Joni Mitchell: Clouds
JONI MITCHELL has written songs for Tom Rush, and the Fairport Convention have used her songs on both their albums.
In each case, I’d had the idea of an intricate delicacy; but tiny intonations in both interpretations indicated that the singers didn’t own the songs they’d chosen. Rush is one of those singers whose songs lose tautness through musing; and Judy Dyble, the original Fairport singer, although she feels her songs, fails to charge them. An English girl singing “All alone in Carolina, and talking to you,” for example, loses a crucial sense of place. Fairport Convention, however, are a beautiful band, with a light, tactful thoughtfulness that is good for moments of waking or drowsiness.
All the songs on Clouds, Joni Mitchell’s album, are her own. Her voice is pure, and she sings with spare acoustic guitar accompaniment. When I say that her songs are her own, I don’t merely mean that she wrote them. She owns them, because each of them, different from the others, concerns herself, and paints—in a different part of the mind of a valuable person, unique in place and time, who affects us and enters us precisely because she will tell only her own story.
She is Canadian, from Alberta. Her background is placed into her songs by means of names and nouns used because of what they mean to her. “Valentines and maple leaves/tucked into a paperback”; butterscotch; rain on shingles, rooftops round the harbour. “There’s a sun show every second/Now the curtain opens on a portrait of today.”
Without wishing to be alone, she has become accustomed to herself. She has the absorption of childhood, and, with self-consciousness informing her emotional traceries, an ability to look at herself, and the other person, which makes truth mandatory, even at the cost of loss. “What will happen if I try/to put another heart in him?” “Picked up a pencil and wrote ‘I love you’ in my finest hand/Wanted to send it, but I don’t know where I stand.” “It’s love’s illusions I recall/I really don’t know love at all.”
She can’t grab, and so may appear passive. Because she can describe herself as well as others she can be a spectator of herself. Now, she’s in another land, the contacts that once she made face to face are available to her by long-distance communication. “Telephone, even the sound of your voice is still new/All alone in California and talking to you.”
Life seems a gallery of mementoes, infecting her and her landscape. She has songs which have a Carson McCullers flavour: she gazes at objects so long and avidly that they become more charged with meaning than the people who are now gone who placed them where they are. Her mind resembles that of the American South, is fed intently upon itself. Nevertheless, she is young. She’ll not find love by seeking it out, but by it embracing her with an entirely personal magic.
Because she thinks and feels and means every item in her good songs (‘The Fiddle And The Drum’ is her only failure, because its metaphors don’t have her living in them), her faintest inflexion of voice or guitar can clearly indicate miles and years of particular emotion.

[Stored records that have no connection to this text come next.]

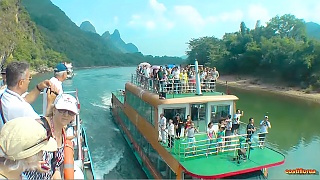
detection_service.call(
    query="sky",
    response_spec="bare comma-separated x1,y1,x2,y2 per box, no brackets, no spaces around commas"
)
51,0,320,57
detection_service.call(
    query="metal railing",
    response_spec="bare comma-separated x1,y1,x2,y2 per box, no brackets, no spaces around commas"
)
131,74,216,94
159,129,267,161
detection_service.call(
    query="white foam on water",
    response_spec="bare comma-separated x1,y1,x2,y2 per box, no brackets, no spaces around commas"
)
102,93,111,107
90,93,111,109
90,103,110,109
92,148,124,179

Coarsening her voice with “Reflections of love’s memories” shows many failed offers. The high guitar, held that way, with her voice singing above and below it, in ‘Chelsea Morning’ has the mood of one single day held pure and joyful. She refers to Dionne Warwick, delicately, in “I don’t know where I stand,” giving the song a poignancy not in the words. The odd slang word in ‘Roses Blue’ concerning a lady lost in mysticism, makes the song clearly about a real person, and not just a pretty story.
“It’s life’s illusions I recall/I really don’t know life at all.” But she knows herself, and fills the images of her illusion with herself.
Joni Mitchell is extraordinarily talented and moving, because she is herself, and her self is beautiful.